I want to ask him whether we are supposed to be celebrating, and to tell him that it doesn’t feel like a celebration, but it seems cruel.
The busy road behind us has quieted, the moon is rising high in the sky. I begin to worry that we will stay out all night, looking at the sea while the rain falls around us. I affect a yawn.
“I’m sleepy,” I say. “Can we go to our hotel?”
He looks at his watch. “Yes,” he says. “Of course. Sorry. Yes.” He starts the car. “We’ll go there right now.”
I am relieved. I am both craving sleep and dreading it.

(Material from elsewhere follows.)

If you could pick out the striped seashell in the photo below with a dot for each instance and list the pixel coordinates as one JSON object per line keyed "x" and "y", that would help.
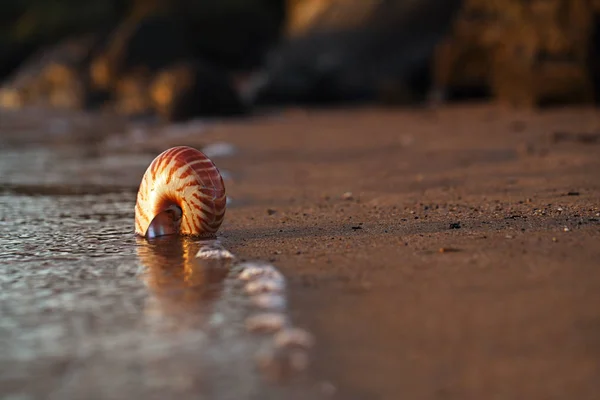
{"x": 182, "y": 192}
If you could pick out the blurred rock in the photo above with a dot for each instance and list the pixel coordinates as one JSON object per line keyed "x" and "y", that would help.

The coast road dips and rises as we skirt the edges of a village. The lights of another, larger town begin to draw nearer, tightening into focus through the damp glass. The road becomes busier, a marina appears, with its moored boats and shops and nightclubs, and then we are in the town itself. On our right, every building seems to be a hotel, advertising vacancies on white signs that blow in the wind. The streets are busy; it is not as late as I had thought, or else this is the kind of town that is alive night and day.
I look out to sea. A pier juts into the water, flooded with light and with an amusement park at its end. I can see a domed pavilion, a roller coaster. I can almost hear the whoops and cries of the riders as they are spun above the pitch-black sea.
An anxiety I cannot name begins to form in my chest.
“Where are we?” I say. There are words over the entrance to the pier, picked out in bright white lights, but I cannot make them out through the rain-washed windshield.
“We’re here,” says Ben, as we turn up a side street and stop outside a terraced house. There is lettering on the canopy over the door. RIALTO GUEST HOUSE, it says.
There are steps up to the front door, an ornate fence separating the building from the road. Beside the door is a small, cracked pot that would once have held a shrub but is now empty. I am gripped with an intense fear.
“Have we been here before?” I say. He shakes his head. “You’re sure? It looks familiar.”
“I’m certain,” he says. “We might have stayed somewhere near here, once. You’re probably remembering that.”
I try to relax. We get out of the car. There is a bar next to the guesthouse, and through its large windows I can see throngs of drinkers and a dance floor, pulsing at the back. Music thuds, muffled by the glass. “We’ll check in, and then I’ll come back for the luggage. Okay?”
I pull my coat tight around me. The wind is cold now, and the rain heavy. I rush up the steps and open the front door. There is a sign taped to the glass. NO VACANCIES. I go through and into the lobby.
“You’ve booked?” I say, when Ben joins me. We are standing in a hallway. Farther down, a door is ajar, and from behind it comes the sound of a television, its volume turned up, competing with the music next door. There is no reception desk, but instead a bell sits on a small table, a sign next to it inviting us to ring it to attract attention.
“Yes, of course,” says Ben. “Don’t worry.” He rings the bell.
For a moment, nothing happens, and then a young man comes from a room somewhere at the back of the house. He is tall and awkward, and I notice that, despite it being far too big for his frame, his shirt is untucked. He greets us as though he was expecting us, though not warmly, and I wait while he and Ben complete the formalities.